Bir ülkede bir “savcı cinayeti” işlenmişse o ülkenin bütün vatandaşları yüreğinde aynı üzüntüyü hisseder.
Bütün vatandaşlar “Acaba böyle karanlık bir olayın arkasında ne var, gerçek suçlular kimdir” diye merak eder.
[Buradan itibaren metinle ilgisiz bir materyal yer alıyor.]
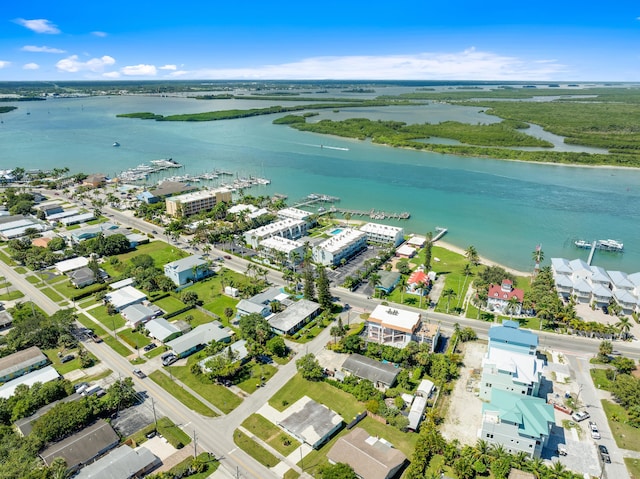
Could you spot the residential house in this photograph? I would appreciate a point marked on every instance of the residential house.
(382, 375)
(500, 297)
(383, 234)
(84, 446)
(198, 338)
(21, 362)
(342, 246)
(191, 203)
(370, 457)
(516, 422)
(294, 317)
(311, 422)
(187, 270)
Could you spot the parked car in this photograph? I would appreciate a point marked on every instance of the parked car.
(580, 416)
(604, 453)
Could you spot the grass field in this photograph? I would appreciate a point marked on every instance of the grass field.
(341, 402)
(271, 434)
(217, 395)
(254, 449)
(181, 394)
(626, 437)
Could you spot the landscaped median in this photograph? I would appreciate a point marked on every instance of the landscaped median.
(181, 394)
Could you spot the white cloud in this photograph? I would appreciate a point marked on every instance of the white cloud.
(139, 70)
(72, 64)
(469, 64)
(39, 26)
(42, 49)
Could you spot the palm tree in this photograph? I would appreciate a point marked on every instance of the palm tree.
(449, 293)
(624, 326)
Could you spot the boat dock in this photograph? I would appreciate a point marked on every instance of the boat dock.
(373, 214)
(440, 232)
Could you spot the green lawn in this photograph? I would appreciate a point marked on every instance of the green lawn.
(11, 295)
(197, 317)
(109, 321)
(341, 402)
(134, 338)
(254, 449)
(271, 434)
(253, 374)
(172, 433)
(181, 394)
(217, 395)
(169, 304)
(626, 437)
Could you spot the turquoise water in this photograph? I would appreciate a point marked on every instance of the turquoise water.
(502, 208)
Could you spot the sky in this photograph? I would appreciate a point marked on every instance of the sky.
(339, 40)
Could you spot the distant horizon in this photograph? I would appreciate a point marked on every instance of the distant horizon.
(415, 40)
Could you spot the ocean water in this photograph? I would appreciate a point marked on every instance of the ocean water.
(502, 208)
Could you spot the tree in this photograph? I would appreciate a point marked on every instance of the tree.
(339, 470)
(309, 367)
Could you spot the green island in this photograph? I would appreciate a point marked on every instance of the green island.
(231, 114)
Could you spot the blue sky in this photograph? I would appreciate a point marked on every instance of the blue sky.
(405, 40)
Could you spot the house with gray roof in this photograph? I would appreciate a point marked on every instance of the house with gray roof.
(198, 338)
(310, 422)
(84, 446)
(122, 463)
(21, 362)
(294, 317)
(382, 375)
(162, 330)
(187, 270)
(516, 422)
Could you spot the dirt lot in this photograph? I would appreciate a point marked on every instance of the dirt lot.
(464, 417)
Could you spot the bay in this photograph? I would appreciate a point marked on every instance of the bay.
(503, 208)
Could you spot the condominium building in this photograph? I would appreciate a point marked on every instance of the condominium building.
(287, 228)
(341, 246)
(383, 234)
(192, 203)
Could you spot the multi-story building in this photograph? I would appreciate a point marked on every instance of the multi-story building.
(343, 245)
(192, 203)
(287, 228)
(383, 234)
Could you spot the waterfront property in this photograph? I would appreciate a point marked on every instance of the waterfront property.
(294, 317)
(383, 234)
(191, 203)
(516, 422)
(21, 362)
(500, 298)
(344, 245)
(289, 228)
(382, 375)
(310, 422)
(187, 270)
(369, 456)
(396, 327)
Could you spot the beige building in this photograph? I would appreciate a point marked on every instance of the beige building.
(192, 203)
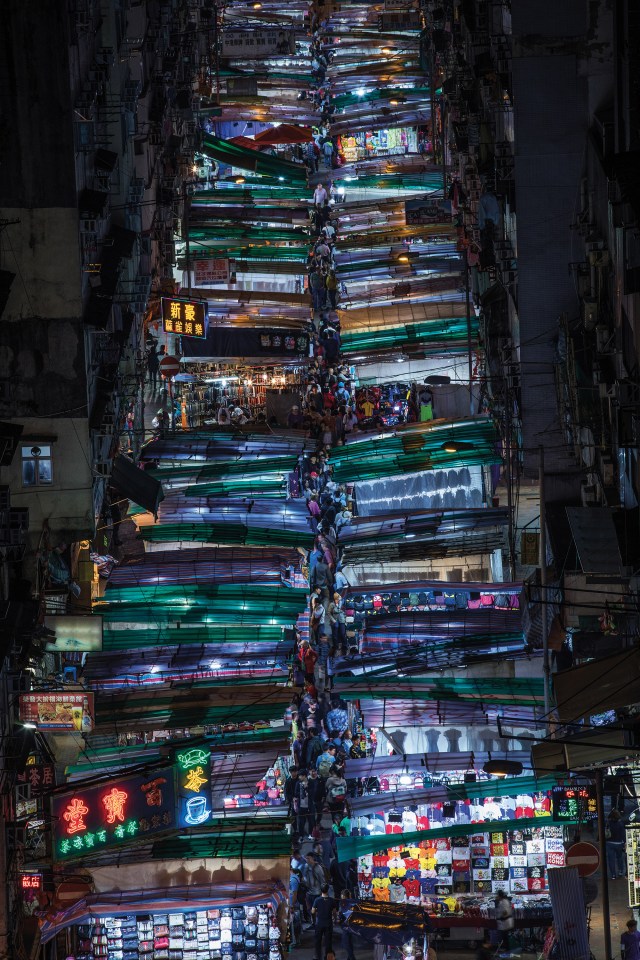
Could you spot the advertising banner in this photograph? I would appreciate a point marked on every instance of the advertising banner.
(62, 711)
(258, 43)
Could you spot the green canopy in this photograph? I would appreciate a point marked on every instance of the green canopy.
(441, 336)
(388, 93)
(247, 159)
(519, 691)
(419, 448)
(226, 533)
(166, 637)
(226, 468)
(348, 848)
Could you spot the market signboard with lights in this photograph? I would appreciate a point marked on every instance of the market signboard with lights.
(193, 772)
(185, 317)
(91, 819)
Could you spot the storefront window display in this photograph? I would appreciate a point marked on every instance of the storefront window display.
(227, 932)
(378, 143)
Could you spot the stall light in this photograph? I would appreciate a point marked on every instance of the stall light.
(503, 768)
(456, 446)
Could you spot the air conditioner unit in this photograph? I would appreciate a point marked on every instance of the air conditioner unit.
(590, 494)
(607, 471)
(590, 313)
(604, 339)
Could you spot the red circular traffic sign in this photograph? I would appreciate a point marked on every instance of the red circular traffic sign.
(169, 367)
(584, 856)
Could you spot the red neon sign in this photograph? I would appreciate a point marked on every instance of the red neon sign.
(114, 804)
(74, 815)
(31, 881)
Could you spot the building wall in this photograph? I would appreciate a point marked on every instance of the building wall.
(66, 505)
(42, 249)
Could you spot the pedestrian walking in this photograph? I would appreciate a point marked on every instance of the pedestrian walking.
(323, 912)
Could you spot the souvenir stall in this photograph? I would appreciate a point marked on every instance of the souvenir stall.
(460, 836)
(256, 390)
(183, 923)
(378, 143)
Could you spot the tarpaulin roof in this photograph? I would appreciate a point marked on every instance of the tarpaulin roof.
(161, 635)
(114, 759)
(206, 565)
(526, 691)
(350, 847)
(421, 447)
(247, 159)
(285, 133)
(136, 484)
(196, 705)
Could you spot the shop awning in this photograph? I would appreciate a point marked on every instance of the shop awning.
(160, 900)
(421, 447)
(247, 159)
(137, 485)
(350, 847)
(284, 134)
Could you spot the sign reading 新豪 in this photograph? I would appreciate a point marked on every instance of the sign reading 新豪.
(188, 317)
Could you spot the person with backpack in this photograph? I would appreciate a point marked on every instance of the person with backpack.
(290, 788)
(336, 791)
(317, 794)
(326, 761)
(307, 657)
(302, 805)
(313, 880)
(323, 912)
(504, 918)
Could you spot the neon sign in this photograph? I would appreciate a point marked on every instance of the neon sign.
(74, 815)
(194, 790)
(125, 810)
(114, 804)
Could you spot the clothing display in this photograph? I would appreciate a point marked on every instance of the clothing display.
(227, 933)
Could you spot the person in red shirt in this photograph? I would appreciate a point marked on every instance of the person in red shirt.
(308, 658)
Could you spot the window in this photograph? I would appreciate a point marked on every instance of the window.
(37, 467)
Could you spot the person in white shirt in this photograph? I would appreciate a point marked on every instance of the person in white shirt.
(320, 196)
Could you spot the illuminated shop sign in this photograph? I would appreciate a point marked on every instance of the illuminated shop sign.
(57, 711)
(193, 772)
(574, 803)
(187, 317)
(85, 821)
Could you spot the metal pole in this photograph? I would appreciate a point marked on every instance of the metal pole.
(604, 874)
(467, 305)
(546, 669)
(186, 204)
(509, 480)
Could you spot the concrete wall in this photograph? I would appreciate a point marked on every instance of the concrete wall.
(43, 250)
(66, 504)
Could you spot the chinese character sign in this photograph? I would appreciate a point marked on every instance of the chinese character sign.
(193, 771)
(574, 803)
(58, 711)
(112, 814)
(188, 318)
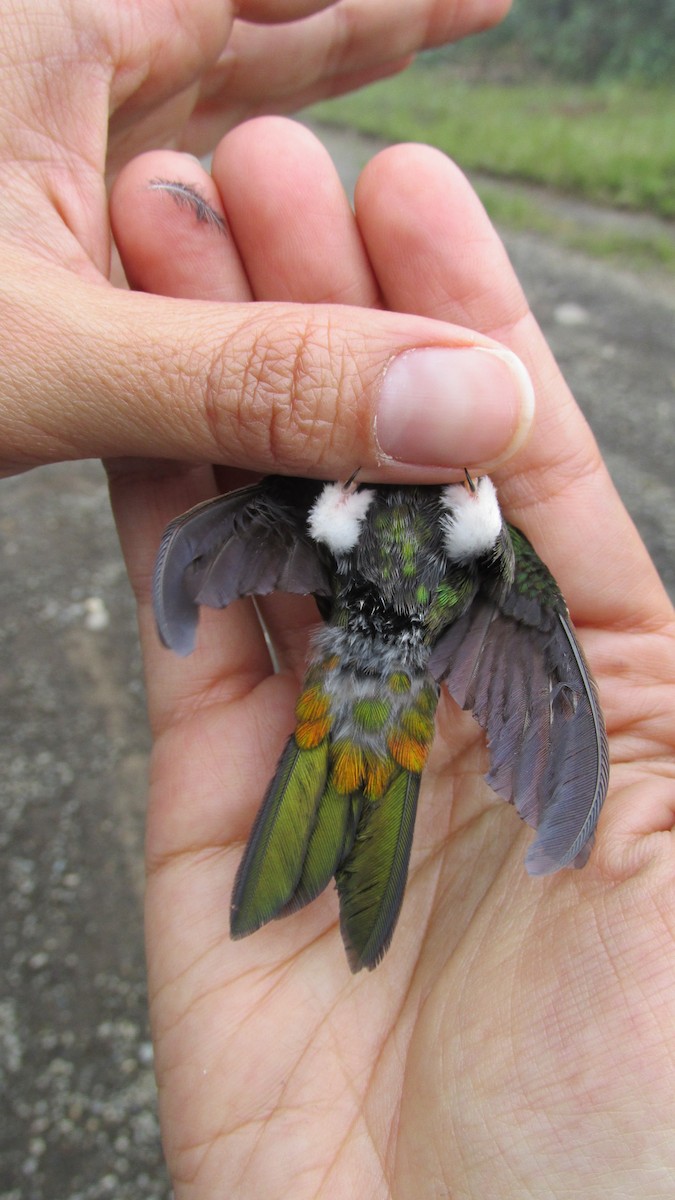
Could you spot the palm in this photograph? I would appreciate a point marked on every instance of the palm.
(514, 1020)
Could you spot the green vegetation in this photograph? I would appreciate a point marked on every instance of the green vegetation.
(635, 250)
(609, 144)
(590, 40)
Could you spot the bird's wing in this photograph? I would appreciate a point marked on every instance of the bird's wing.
(249, 543)
(517, 664)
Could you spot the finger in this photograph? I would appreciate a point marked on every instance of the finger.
(171, 231)
(173, 239)
(344, 40)
(99, 372)
(299, 241)
(556, 487)
(291, 217)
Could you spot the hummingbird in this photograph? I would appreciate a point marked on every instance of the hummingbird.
(418, 587)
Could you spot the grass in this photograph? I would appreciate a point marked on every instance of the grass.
(633, 250)
(611, 145)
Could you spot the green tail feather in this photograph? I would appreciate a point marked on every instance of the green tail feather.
(371, 880)
(330, 840)
(275, 855)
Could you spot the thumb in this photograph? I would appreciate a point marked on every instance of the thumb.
(90, 371)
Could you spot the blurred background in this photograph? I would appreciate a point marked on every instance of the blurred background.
(563, 120)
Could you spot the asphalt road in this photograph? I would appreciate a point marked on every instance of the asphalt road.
(77, 1096)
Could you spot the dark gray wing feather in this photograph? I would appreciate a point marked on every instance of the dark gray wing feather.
(249, 543)
(518, 666)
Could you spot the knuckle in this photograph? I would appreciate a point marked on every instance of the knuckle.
(282, 399)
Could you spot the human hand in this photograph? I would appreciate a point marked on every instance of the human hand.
(515, 1041)
(89, 370)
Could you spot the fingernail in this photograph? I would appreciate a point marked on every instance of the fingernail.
(454, 407)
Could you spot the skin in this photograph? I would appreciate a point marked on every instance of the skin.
(517, 1038)
(515, 1041)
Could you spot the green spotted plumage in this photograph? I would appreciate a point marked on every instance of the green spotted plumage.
(417, 586)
Hele 2 günde iki önemli terör olayı ve ülke çapında bir elektrik kesintisi oluyorsa!
Berkin Elvan cinayetinin soruşturmasını yapan Cumhuriyet Savcısı Mehmet Selim Kiraz’ın öldürülmesinin ardından “DHKP-C’nin canlı bombası” olarak aranan kadın teröristin İstanbul Emniyet Müdürlüğü’ne el bombalarıyla saldırması da bunun bir örneğiydi.
Kaos ortamı bitmeyen terör eylemleriyle sürdürüldüğünde oluşan panik ve şaşkınlık havası içinde bilgi kirliliği, şüpheler ve binlerce soru da ortaya çıkıyor.
Siyasetçiler böyle bir ortamda yaptıkları açıklamaların her cümlesine, her sözcüğüne dikkat etmek ve yanlış algılara yol açmamak zorundadır.
Türkiye güçlenince...
Savcı Kiraz’ın toplumu sarsan kaybının ardından sanki cinayeti “Berkin Elvan’ın ölümünden üzüntü duyan kitleler işlemiş” duygusu yaratacak medya mesajları verildi. Bazı siyasetçi açıklamaları da yanlış algılara neden olacak nitelikteydi.
Başbakan Yardımcısı Numan Kurtulmuş, “Türkiye ne zaman güçlense, ileriye doğru bir atak yapsa birileri terör örgütlerini devreye sokuyor” dedi.
Özdemir Sabancı suikastini hatırlattı, Gezi olaylarıyla bu cinayeti ilişkilendiren imalarda bulundu.
Aynı konuşmada “Paralel yapının içinde bulunan insanların istihbarat birimlerinden elde ettikleri bilgilerin nerede, kimlere peşkeş çekildiğini biliyor muyuz” diye sordu.
Güvenlik tam mı?
Ama bütün bu birbiriyle alâkasız suçlu arama ifadeleri Türkiye’nin daha önce dinlediği, duyduğu ifadelerdir. Ülkenin şu anda bir atak halinde olmadığı açıktır ve bu sözlerden şöyle sorular da çıkabilir;
“Bu kadar çok tehlikeden ve düşmandan söz ederken ülkede ve bu cinayetin işlendiği Adliye’de güvenlik tam mıdır?
Vatandaş ve özellikle terör hedefi olması muhtemel isimler güvencede midir?
Soma ve Ermenek facialarında bile benzer açıklamalar yapılmadı mı?
Ülke yönetimlerinin görevi yargının gözeteceği ihtimalleri sıralamak ve her olayda rakipleri suçlamak değil, faciaların yaşanmasını önlemektir.